Mudado o nome da empresa em setembro de 2001 para DigitalGlobe, a sorte também mudou. O QuickBird-2 já foi projetado com a revolucionária resolução de 61 cm em "modo pancromático" (uma imagem em preto-e-branco, mas mais nítida) e 2,44 metros no "modo multiespectral" (com menor resolução, mas com mais dados no espectro eletromagnético, nas cores azul, verde, vermelho e infravermelho próximo).
Os dois modos podem ser combinados em computador, criando imagens na resolução espacial de 61 cm e com cores próximas ao real, capazes de deixar coronéis apopléticos. Usando essas tecnologias, ou melhor, geotecnologias, a Imagem hoje tem entre seus principais clientes empresas que vivem momentos dinâmicos de transição, segundo Covre. É o caso das empresas de telefonia, ou de distribuição de eletricidade e gás, ou de algumas prefeituras que precisam de dados com urgência e não sofrem problemas de continuidade com a mudança de governo.

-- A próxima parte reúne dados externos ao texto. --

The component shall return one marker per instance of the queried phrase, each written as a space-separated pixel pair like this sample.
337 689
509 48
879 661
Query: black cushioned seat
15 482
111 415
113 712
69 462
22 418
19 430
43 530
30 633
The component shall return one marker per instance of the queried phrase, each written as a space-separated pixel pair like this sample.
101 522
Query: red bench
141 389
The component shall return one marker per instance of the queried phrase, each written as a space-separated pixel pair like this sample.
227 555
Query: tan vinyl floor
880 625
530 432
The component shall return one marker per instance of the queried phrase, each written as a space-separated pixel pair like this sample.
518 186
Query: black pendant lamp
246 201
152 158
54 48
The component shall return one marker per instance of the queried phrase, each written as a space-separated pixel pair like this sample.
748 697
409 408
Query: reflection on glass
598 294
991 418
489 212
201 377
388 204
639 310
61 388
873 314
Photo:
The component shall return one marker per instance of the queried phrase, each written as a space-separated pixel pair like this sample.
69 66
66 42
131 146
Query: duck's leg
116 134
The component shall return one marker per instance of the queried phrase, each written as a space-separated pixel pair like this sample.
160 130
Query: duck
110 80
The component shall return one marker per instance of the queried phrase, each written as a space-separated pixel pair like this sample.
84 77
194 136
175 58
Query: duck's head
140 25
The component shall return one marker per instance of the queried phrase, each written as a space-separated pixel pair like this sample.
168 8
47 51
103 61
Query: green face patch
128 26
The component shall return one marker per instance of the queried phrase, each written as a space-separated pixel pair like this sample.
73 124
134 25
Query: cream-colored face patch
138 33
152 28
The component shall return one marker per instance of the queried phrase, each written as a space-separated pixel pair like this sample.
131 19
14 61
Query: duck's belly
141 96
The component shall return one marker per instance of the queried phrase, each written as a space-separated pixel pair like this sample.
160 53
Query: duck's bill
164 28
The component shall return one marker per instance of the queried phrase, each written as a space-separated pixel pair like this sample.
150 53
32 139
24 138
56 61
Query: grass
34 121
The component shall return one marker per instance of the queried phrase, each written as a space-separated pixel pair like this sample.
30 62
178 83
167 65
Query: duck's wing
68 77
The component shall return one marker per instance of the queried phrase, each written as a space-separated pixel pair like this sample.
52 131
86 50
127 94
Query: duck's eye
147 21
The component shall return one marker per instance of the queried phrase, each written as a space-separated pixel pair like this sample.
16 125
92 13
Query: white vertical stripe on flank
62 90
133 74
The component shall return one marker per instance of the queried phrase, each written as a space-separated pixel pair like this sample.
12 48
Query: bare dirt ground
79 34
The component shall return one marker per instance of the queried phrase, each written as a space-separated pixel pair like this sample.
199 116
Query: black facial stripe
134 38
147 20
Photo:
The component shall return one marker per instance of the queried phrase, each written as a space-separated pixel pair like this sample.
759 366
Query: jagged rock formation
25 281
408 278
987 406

A empresa tem expandido sua atuação em vários países latino-americanos e criou uma outra, a Intersat, apenas para comercializar imagens. A Imagem tem mapeado partes do Brasil que nem mesmo órgãos governamentais ainda foram capazes de cartografar. E vai em breve instalar uma antena própria para receber imagens da DigitalGlobe.
A era do satélite-espião na vida cotidiana de cidadãos comuns está apenas começando.